Defendant for his consulting services. Stated simply, the Defendant had no relationship, contractual or otherwise, with the Debtors at the time of the payments in question, and the Defendant was not a creditor of the Debtors when they paid him $630,500 on behalf of their affiliate PMC.

Conclusion

While the Trustee may have a fraudulent transfer claim against the Defendant for the monies paid by the Debtors on behalf of PMC, he has not come forward with sufficient evidence to create a genuine issue of material fact regarding the Defendant’s status as an insider of either PMC Medical and/or ProMedCo New England at the time of the payments at issue here.
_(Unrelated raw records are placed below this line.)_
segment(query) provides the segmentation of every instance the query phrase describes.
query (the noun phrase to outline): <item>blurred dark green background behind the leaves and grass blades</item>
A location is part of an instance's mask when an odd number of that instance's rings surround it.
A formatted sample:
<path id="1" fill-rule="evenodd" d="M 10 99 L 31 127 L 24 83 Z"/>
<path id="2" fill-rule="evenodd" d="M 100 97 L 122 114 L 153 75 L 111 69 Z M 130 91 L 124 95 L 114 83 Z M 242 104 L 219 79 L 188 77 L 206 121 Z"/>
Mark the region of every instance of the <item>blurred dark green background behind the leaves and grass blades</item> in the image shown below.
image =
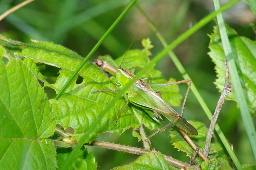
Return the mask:
<path id="1" fill-rule="evenodd" d="M 0 0 L 0 13 L 20 2 L 22 0 Z M 36 0 L 2 20 L 0 34 L 27 43 L 31 38 L 53 41 L 86 56 L 129 2 L 129 0 Z M 146 11 L 169 43 L 201 18 L 214 11 L 212 0 L 138 0 L 137 3 Z M 239 2 L 223 15 L 226 23 L 238 34 L 255 40 L 255 33 L 250 26 L 250 23 L 255 23 L 255 16 L 245 2 Z M 163 48 L 147 23 L 143 24 L 143 22 L 144 18 L 137 8 L 133 7 L 106 38 L 93 58 L 105 54 L 113 58 L 122 55 L 140 27 L 142 29 L 136 36 L 131 49 L 141 49 L 141 40 L 150 37 L 154 45 L 151 57 L 154 57 Z M 214 64 L 207 54 L 210 40 L 207 34 L 212 33 L 214 25 L 215 22 L 211 21 L 174 49 L 212 113 L 220 96 L 213 84 L 216 79 Z M 162 71 L 166 79 L 173 77 L 176 80 L 182 80 L 182 76 L 169 57 L 161 60 L 157 64 L 157 69 Z M 54 82 L 58 76 L 58 69 L 54 67 L 40 65 L 40 70 L 50 82 Z M 187 85 L 179 87 L 184 96 Z M 45 91 L 49 98 L 54 98 L 56 95 L 54 90 L 45 89 Z M 180 111 L 181 108 L 175 109 Z M 201 121 L 207 126 L 210 123 L 192 92 L 189 93 L 186 102 L 184 117 L 188 120 Z M 254 163 L 250 143 L 235 102 L 225 102 L 217 123 L 232 143 L 241 164 Z M 142 147 L 142 142 L 138 143 L 138 140 L 132 137 L 131 132 L 128 130 L 122 135 L 105 133 L 101 134 L 97 140 Z M 153 132 L 146 131 L 146 133 L 150 135 Z M 188 162 L 189 158 L 183 152 L 173 149 L 168 130 L 154 136 L 151 142 L 156 150 Z M 94 147 L 88 147 L 88 150 L 95 155 L 99 169 L 110 169 L 128 164 L 137 157 L 137 155 Z"/>

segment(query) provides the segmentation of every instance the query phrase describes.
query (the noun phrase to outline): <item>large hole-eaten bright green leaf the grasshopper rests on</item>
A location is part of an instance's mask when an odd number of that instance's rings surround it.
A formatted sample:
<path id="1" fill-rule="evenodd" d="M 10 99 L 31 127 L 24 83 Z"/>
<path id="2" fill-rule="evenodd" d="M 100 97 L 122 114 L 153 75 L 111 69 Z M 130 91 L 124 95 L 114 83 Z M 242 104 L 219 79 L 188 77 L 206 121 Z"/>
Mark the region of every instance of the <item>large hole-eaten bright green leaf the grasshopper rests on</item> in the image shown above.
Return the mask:
<path id="1" fill-rule="evenodd" d="M 20 48 L 22 51 L 16 53 L 16 56 L 31 58 L 34 62 L 44 63 L 61 68 L 60 75 L 55 84 L 49 84 L 44 81 L 44 85 L 59 92 L 60 88 L 65 84 L 73 71 L 83 61 L 82 57 L 72 52 L 71 50 L 55 45 L 53 43 L 33 41 L 32 44 L 23 44 L 18 41 L 13 41 L 5 37 L 0 37 L 3 43 L 8 47 Z M 113 60 L 110 56 L 101 57 L 103 60 L 118 67 L 123 60 L 122 67 L 136 67 L 136 70 L 145 67 L 150 60 L 143 50 L 129 50 L 123 56 Z M 38 72 L 34 72 L 34 66 L 30 60 L 25 60 L 31 71 L 39 78 Z M 99 89 L 115 89 L 115 77 L 111 79 L 95 64 L 87 62 L 83 69 L 79 72 L 83 77 L 81 84 L 76 84 L 75 80 L 66 89 L 66 94 L 62 95 L 59 100 L 51 99 L 53 113 L 55 114 L 55 122 L 60 123 L 64 128 L 72 127 L 75 130 L 74 138 L 79 140 L 84 132 L 89 128 L 89 125 L 97 118 L 97 115 L 104 109 L 106 105 L 114 98 L 115 92 L 98 92 L 91 94 L 94 90 Z M 145 74 L 145 77 L 150 77 L 150 82 L 165 83 L 161 72 L 150 69 Z M 40 80 L 42 78 L 39 78 Z M 174 81 L 174 80 L 172 80 Z M 180 104 L 181 96 L 179 95 L 177 85 L 168 86 L 163 89 L 163 98 L 173 106 Z M 172 94 L 172 95 L 167 95 Z M 171 97 L 171 99 L 170 99 Z M 174 100 L 173 100 L 174 99 Z M 171 102 L 170 102 L 171 101 Z M 114 125 L 115 118 L 125 105 L 125 100 L 120 99 L 119 102 L 112 107 L 111 112 L 105 115 L 101 123 L 91 133 L 90 139 L 95 139 L 100 133 L 110 131 L 111 133 L 123 133 L 129 128 L 137 129 L 140 123 L 144 123 L 149 129 L 160 128 L 159 123 L 153 120 L 144 110 L 139 107 L 127 107 L 119 117 L 117 124 Z M 136 134 L 136 133 L 133 133 Z M 138 136 L 138 135 L 136 135 Z M 86 141 L 89 142 L 89 141 Z"/>

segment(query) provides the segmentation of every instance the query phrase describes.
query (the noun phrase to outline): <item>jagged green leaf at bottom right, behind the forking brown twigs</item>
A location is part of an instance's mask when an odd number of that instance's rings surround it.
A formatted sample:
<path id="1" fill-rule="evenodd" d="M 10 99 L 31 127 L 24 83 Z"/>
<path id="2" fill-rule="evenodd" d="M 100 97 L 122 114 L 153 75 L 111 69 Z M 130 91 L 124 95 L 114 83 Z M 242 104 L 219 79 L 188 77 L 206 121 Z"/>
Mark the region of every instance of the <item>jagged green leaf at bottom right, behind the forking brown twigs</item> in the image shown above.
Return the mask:
<path id="1" fill-rule="evenodd" d="M 189 122 L 197 129 L 197 132 L 198 132 L 197 136 L 194 136 L 194 135 L 189 135 L 189 136 L 194 141 L 196 146 L 200 148 L 200 151 L 203 152 L 208 129 L 201 122 L 194 122 L 194 121 L 189 121 Z M 171 136 L 171 143 L 174 146 L 174 148 L 177 148 L 179 151 L 183 151 L 187 153 L 187 156 L 189 157 L 193 155 L 194 153 L 193 148 L 190 147 L 190 145 L 187 143 L 187 141 L 184 139 L 181 133 L 177 130 L 177 128 L 174 127 L 170 130 L 170 136 Z M 228 164 L 227 155 L 225 154 L 225 151 L 221 143 L 219 143 L 215 135 L 213 135 L 211 140 L 211 146 L 210 146 L 210 152 L 209 152 L 208 158 L 210 159 L 216 158 L 218 162 L 221 162 L 224 165 L 225 169 L 231 169 L 231 167 Z M 195 161 L 197 165 L 202 164 L 202 159 L 198 155 L 195 157 Z"/>

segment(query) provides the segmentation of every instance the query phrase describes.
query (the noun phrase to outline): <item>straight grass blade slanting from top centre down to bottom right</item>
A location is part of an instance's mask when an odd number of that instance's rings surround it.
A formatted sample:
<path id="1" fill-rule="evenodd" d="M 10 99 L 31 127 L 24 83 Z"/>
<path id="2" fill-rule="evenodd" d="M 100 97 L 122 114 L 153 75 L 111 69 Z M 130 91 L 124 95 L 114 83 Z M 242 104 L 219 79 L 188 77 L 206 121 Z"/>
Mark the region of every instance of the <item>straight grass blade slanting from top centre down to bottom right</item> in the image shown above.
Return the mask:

Thus, a partial summary judgment disposing of the Trustee’s preference claim is proper.[2]

An Order consistent with this Memorandum Opinion will be entered separately.

[1] It is undisputed that the Defendant resigned as an officer of PMC Medical on June 29, 2000. He continued as an employee until October 5, 2000. On that date, he began his consulting services for PMC alone, and all of the payments called for by the consulting agreement occurred after October 5, 2000.
[2] Although not a part of the summary judgment motion, it appears that the Trustee would not be able to satisfy the creditor or antecedent debt requirements of section 547(b)(1) and (2) at trial either. As strangers to the consulting agreement, the Debtors did not owe the Defendant any monies before the payments were made to him.